Dawn had only just begun to creep in when my alarm sounded it's cautionary tone, signaling my brain to drag me out of slumber. As soon as I rolled to sit up, the small, warm body next to me began to stir, realizing my body had moved out of snuggling range. I got out of bed with the usual creaks and cracks in my bones and prepared to scoop up my still drowsy bundle of sweet dreams who had scooted over to the edge of the bed to meet my arms. This is how we have woken up every morning since she was eighteen months old.
This morning, though, everything I ever knew about mothering changed. Changed instantly in a blink, as I tried to rub the sleep crusties out of my eyes, so I could see clearly. As I began to reach down and scoop my not-so-baby-anymore baby girl into my arms so she wouldn't have to coordinate her movement to walk, fresh out of her sleep, she leans in close and groggily whispers in my ear, “I gotta walk! 'Member, the doctor said pickin' me up gives you boo-boo cuz I too big now. It’s okay. I'll be okay, momma.” As though her voice had awakened my nerve pathways at the sound of it, the sharp, stabbing, searing agony which sent me to the ER the day before, resumed its awful spasming. This miserable pain in my upper stomach was all it took to put an end to picking up any of my babies…forever.
It was in this defining moment, which I realized life had finally brought the Baby Years phase to an end for this unsuspecting mother. Closed and locked all the doors and, then, kicked all the heavy furniture in front of them, life did- barricading against those days of diaper changing, sippy cup filling, pick-up-me's, and holding a little one still able to fit in my arms with ease, never to return again. My babies were no longer babies, the thread I had been clinging on to with desperation, severed with the half-asleep prattle of my almost four-year old daughter; my last born. My babies are all children now, after all. School-aged children. Not one of them can be carried in my arms without severely damaging my body, anymore. I have the painfully torn abdominal muscles to prove it.
The actuality of this closing chapter in my life is utterly and completely bittersweet, for me. Motherhood had always been a picture of babies filling my home with sweet coos, happy screeches, tears from bumps and booboos, and tiny hands causing mischief wherever they find themselves.
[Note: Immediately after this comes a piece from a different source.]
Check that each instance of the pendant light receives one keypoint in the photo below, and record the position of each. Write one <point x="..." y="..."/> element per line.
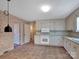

Motherhood was balancing nap time between grocery shopping and errand running, wiping butts clean, and putting shoes on little feets which never stop kicking. Making it through bathtime without getting shampoo in the kids' eyes, bedtime without tears over the dark, and, dinnertime without dunking chicken in our juice or wearing our bowl of spaghetti as a hat. It was holding tiny hands in my seemingly giant one to cross the street, pushing strollers laden with diaper bags containing half the household, along with the kitchen sink, and picking up toys dumped on the floor because someone wanted to sit in the toy box, instead. I was needed. I was loved. I was used for all the things my babies couldn't do for themselves, just yet. As long as she needed me to carry her around at times, I could still say I had a baby in the house. It was the only way of mothering I ever knew.
I wasn’t ready to be a mom of older children, just yet. To let go of the baby smells, the snuggles, and the closeness of them in my arms. School-aged children are too independent and self-sufficient to fill my, deep down, need to be needed. And they are way too big to fit easily and securely in my arms, anymore. The load of carrying my child's weight was a physical reminder of the responsibility I had been granted, to raise my children to be kind-hearted, successful, secure adults one day, and, just like that, it is over with. Time has come and passed. I'm left to ponder my place in their lives and how to fulfill my own, selfish, desires to keep them little and hidden under my wings, forever. My idea of motherhood had always been centered around babies and the idea of having older children to handle scares me, and, makes me feel as though I'm in a whole different world now.
As my daughter and I hold each other's hand, creeping down the stairs carefully together to greet the brand new day awaiting us, it dawns on me: This is, also, the beginning of the next phase of my journey through motherhood. There is a whole new world of parenting for me to discover and a different way to be needed lies just ahead on my horizon. I remember how lost and confused I was about motherhood on the day I brought my eldest home from the hospital; reminiscing how I selfishly missed the feeling I had of a purpose greater than that of, even, God, as I grew a tiny human inside of me with my very own body from one microscopic, miniscule cell implanted in my uterus. How far I have come since that long ago day, eleven years past! A time where I also didn't know what my purpose as Mother was supposed to be like, either. Looking at where I am now- mourning the babies who have grown into children- actually helps to comfort me, strangely, because I remember when there was a day I didn't think I was ready to take on my role as Mother to my newborn babies and still fulfill the needs of my own self, too. I've completed that challenge!
When we get down stairs to the couch, I cuddle up next to my newest big girl for a moment, while everything is still quiet and dark, and whisper into her ear: “It is okay, love. We will be okay. Momma will always be by your side to catch you if you stumble and fall, because you'll never walk through life without me. My hand will always be there for you to hold. I love you and you'll forever be my baby girl. No matter how big you grown.”